Best results in major championships
- Masters Tournament: DNP
- PGA Championship: DNP
- U.S. Open: 10th: 1895
- The Open Championship: DNP

= John Reid (golfer) =

Scottish golfer (1870–1946)

John Reid Jr. (born c. 1870 – 8 October 1946) was a Scottish professional golfer. He finished in tenth place in the 1895 U.S. Open.

==Early life==
Reid was born circa 1870 in Scotland and emigrated to the United States.

==Golf career==
===1895 U.S. Open===
Reid finished in tenth place in the 1895 U.S. Open, held on Friday, 4 October, at Newport Golf Club in Newport, Rhode Island. Horace Rawlins won the tournament which was the first playing of the U.S. Open. He won by two strokes ahead of runner-up Willie Dunn. Reid carded rounds of 100-106=206 and did not receive any prize money for his effort.

===Match against Harry Vardon===
In October 1900, Reid and Val Fitzjohn took on Harry Vardon in a match at Albany, New York. A cold rain pelted the players and spectators during the event which Vardon won by the score of 2 up.
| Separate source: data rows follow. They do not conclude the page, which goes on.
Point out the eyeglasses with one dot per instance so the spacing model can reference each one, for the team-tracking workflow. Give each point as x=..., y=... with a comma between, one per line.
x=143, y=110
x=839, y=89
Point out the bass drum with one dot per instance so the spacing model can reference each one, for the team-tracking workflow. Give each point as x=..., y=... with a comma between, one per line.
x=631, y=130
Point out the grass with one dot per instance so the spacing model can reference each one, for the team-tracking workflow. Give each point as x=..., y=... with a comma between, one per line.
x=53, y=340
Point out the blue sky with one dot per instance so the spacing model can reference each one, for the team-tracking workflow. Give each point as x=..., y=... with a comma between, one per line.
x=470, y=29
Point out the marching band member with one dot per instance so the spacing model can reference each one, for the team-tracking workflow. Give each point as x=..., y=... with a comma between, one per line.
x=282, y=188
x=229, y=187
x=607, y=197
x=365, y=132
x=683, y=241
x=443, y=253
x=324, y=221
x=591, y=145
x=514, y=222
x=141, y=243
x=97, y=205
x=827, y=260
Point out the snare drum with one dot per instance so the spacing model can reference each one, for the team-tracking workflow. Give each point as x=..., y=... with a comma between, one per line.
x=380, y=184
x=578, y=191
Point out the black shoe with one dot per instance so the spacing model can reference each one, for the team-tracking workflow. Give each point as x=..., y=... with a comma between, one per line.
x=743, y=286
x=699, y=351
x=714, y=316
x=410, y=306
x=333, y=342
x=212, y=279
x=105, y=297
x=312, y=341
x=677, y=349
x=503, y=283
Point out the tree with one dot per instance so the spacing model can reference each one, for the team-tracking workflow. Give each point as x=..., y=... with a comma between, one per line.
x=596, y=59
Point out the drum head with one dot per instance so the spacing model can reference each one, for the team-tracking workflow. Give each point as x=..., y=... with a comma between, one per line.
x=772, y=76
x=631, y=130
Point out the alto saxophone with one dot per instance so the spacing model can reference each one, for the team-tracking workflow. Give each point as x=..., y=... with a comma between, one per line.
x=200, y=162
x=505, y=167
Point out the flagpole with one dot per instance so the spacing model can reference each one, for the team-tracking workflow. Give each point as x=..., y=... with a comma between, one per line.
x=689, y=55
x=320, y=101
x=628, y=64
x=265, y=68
===Match against Walter Fovargue===
Reid had much better luck in a high stakes winner-take-all challenge match for $200 against Walter Fovargue in 1903 that was played at the Philadelphia Cricket Club. He defeated Fovargue and took home the hefty $200 prize. The first prize at the U.S. Open that year was only $150.

==Death==
Reid died at his home in Yonkers, New York on 8 October 1946 at the age of 76.